Cell lines were characterized for stem cell markers by RT-PCR and immunocytochemistry after at least 10 passages in culture. Total RNA was isolated from each cell line with the RNeasy Plus Kit (Qiagen) according to the manufacturer’s protocol. mRNA was reverse transcribed into cDNA using the High Capacity cDNA Synthesis Kit (Applied Biosystems). Expression of pluripotency genes OCT4, SOX2, REX1, and NANOG was determined by RT-PCR. Sendai virus inactivity was confirmed using Sendai genome-specific primers.
Isogenic 3q29Del iPSC and HEK cell lines were generated using the SCORE method (11). To identify low-copy repeat (LCR) target sequences, the reference sequence (hg38) between TNK2 – TFRC (centromeric) and BDH1 – RUBCN (telomeric) was downloaded and aligned in NCBI BLAST. A ~20 Kb segment was found to be 97% identical and was searched for gRNA sequences using CHOPCHOP (https://chopchop.cbu.uib.no) (14). Three single gRNA sequences (IDT) that were predicted to each cut at a single site in both LCRs were identified and cloned into pSpCas9(BB)-2A-Puro (PX459) V2.0, which was a gift from Feng Zhang (Addgene plasmid #62988; http://n2t.net/addgene:62988; RRID: Addgene_62988) (42).
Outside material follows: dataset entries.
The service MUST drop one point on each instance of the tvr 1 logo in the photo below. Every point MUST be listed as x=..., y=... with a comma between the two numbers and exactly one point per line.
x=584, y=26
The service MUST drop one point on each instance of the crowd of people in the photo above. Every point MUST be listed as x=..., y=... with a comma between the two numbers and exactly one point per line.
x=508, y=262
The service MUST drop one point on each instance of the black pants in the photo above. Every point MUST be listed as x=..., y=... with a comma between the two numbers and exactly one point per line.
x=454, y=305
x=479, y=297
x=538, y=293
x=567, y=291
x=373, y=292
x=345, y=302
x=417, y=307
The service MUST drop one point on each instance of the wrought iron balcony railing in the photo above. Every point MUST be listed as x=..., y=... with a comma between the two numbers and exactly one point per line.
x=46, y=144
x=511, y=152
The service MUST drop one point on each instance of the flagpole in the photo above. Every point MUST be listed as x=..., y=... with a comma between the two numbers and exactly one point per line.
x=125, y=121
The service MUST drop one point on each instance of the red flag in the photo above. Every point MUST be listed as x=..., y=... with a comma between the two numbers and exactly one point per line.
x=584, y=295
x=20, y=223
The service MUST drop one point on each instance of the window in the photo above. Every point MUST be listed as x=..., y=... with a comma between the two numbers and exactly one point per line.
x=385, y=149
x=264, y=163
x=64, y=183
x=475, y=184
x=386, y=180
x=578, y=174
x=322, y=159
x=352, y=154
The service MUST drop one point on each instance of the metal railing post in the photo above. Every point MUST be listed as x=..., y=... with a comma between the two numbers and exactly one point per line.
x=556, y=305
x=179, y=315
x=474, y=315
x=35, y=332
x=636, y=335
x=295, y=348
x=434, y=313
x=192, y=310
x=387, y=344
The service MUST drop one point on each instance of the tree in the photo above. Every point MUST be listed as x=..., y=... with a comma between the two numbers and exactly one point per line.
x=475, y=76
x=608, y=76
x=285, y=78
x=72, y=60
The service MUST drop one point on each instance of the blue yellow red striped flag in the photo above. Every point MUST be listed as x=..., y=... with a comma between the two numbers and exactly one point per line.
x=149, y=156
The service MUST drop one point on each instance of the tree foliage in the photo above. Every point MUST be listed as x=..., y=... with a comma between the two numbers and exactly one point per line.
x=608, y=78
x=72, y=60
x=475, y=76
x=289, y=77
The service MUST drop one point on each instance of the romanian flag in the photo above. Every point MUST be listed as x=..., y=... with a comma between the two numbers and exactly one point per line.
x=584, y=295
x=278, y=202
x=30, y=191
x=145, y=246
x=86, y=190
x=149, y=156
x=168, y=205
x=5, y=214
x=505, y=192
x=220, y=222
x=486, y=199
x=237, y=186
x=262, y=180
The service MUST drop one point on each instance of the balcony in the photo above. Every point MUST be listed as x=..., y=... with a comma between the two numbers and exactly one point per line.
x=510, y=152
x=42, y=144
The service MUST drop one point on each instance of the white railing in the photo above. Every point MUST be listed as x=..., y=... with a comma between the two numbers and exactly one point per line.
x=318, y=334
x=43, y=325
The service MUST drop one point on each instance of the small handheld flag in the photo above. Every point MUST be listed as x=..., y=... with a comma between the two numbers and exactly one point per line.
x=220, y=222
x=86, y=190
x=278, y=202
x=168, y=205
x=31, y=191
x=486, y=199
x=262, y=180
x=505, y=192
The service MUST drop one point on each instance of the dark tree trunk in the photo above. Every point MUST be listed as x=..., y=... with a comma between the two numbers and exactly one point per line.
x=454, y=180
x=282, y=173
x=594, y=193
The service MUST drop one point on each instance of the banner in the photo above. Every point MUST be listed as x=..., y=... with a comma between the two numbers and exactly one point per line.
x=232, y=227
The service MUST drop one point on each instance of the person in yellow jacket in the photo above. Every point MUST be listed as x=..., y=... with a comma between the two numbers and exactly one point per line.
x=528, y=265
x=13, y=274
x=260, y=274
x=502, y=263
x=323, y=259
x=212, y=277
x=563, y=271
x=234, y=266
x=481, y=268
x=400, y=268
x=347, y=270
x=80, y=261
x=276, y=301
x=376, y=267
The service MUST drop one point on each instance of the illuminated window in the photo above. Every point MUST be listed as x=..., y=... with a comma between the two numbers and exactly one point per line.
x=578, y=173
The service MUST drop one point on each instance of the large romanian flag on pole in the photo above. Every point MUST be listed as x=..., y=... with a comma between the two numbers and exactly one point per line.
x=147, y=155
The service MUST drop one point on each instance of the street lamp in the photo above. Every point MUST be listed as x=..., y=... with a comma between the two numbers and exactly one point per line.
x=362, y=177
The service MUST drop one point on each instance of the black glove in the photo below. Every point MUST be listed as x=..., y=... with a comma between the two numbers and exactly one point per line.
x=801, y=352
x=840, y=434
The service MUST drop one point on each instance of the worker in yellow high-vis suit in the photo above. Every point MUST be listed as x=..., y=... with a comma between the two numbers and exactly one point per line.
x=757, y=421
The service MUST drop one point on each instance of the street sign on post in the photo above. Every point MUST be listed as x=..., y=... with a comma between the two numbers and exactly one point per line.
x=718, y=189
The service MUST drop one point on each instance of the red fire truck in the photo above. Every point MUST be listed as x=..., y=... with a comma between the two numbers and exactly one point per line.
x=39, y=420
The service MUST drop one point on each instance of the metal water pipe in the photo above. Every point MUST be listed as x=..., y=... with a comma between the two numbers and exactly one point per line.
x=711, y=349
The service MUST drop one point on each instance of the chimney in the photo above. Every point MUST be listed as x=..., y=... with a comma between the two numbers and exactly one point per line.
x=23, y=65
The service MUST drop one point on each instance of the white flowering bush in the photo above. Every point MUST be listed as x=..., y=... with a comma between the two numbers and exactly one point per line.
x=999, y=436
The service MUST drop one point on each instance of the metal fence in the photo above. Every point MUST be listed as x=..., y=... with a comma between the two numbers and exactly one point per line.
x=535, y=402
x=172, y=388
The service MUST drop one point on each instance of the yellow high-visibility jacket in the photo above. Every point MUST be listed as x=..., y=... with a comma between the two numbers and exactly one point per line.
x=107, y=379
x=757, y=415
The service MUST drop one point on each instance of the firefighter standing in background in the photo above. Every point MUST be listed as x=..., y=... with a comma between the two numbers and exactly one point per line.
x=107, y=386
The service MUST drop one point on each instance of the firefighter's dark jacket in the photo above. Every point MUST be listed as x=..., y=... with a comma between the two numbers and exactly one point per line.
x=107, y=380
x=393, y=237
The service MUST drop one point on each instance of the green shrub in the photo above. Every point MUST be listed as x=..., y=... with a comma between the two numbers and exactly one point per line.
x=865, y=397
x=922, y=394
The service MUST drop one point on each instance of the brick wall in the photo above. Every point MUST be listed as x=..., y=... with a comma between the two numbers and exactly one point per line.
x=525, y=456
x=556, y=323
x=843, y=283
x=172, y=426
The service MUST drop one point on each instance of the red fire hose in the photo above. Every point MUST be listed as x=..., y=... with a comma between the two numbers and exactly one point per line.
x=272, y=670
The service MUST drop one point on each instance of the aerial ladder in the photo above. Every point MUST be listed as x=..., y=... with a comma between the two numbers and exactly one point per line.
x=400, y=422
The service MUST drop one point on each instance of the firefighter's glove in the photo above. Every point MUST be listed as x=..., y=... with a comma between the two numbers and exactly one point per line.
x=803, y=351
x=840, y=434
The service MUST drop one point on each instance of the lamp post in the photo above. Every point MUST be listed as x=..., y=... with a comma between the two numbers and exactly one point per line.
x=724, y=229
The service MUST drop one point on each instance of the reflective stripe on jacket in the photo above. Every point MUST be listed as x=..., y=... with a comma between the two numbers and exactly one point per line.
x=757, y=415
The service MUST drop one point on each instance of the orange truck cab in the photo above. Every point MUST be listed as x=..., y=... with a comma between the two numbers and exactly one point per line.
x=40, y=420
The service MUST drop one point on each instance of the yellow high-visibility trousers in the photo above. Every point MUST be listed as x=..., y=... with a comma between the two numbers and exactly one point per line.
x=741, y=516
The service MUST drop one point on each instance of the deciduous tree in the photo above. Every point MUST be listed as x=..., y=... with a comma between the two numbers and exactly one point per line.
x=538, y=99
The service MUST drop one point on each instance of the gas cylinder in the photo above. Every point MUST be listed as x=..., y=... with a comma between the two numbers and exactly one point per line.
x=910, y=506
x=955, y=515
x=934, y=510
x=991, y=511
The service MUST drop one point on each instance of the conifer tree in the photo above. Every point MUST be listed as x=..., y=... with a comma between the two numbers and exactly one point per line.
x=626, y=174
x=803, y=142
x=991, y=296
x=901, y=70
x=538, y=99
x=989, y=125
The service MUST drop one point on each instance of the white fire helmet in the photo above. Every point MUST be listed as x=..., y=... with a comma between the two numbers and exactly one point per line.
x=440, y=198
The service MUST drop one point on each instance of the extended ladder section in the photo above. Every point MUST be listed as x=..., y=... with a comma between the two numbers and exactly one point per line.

Single gRNA plasmids were transfected into a neurotypical control iPSC line (IRB#CR002-IRB00088012, maintained in mTeSR or mTeSR+ (STEMCELL, Vancouver) on Matrigel (Corning)-coated plates using a reverse transfection method and Mirus TransIT-LT1 reagent (Mirus Bio, Madison, WI) and transfected cells were transiently selected for puromycin resistance. Genome cleavage efficiency for each gRNA was calculated using the GeneArt Genomic Cleavage Detection Kit (Thermo) and gRNA_2 (5’-CAGTCTTGGCTACATGACAA-3’, directed to -strand, hg38 chr3:195,996,820 - chr3:197,634,397) was found to be the most efficient with cleaved bands at the predicted sizes. Cells transfected with gRNA_2 were dissociated and cloned out by limiting dilution in mTeSR supplemented with 10% CloneR (STEMCELL). Putative clonal colonies were manually transferred to Matrigel-coated 24-well plates for expansion and screened for change in copy number of the 3q29Del locus gene PAK2 (Hs03456434_cn) using TaqMan Copy Number Assays (Thermo). Three (of 100) clones showed an apparent loss of one copy of PAK2 and were subsequently screened for loss of the 3q29 genes TFRC (Hs03499383_cn), DLG1 (Hs04250494_cn), and BDH1 (Hs03458594_cn) and for no change in copy number to external (non-deleted) 3q29 genes TNK2 (Hs03499383_cn) and RUBCN (Hs03499806_cn) all referenced to RNASEP (Thermo #4401631). All cell lines retained normal karyotypes (WiCell, Madison, WI) and were free of mycoplasma contamination (LookOut, Sigma).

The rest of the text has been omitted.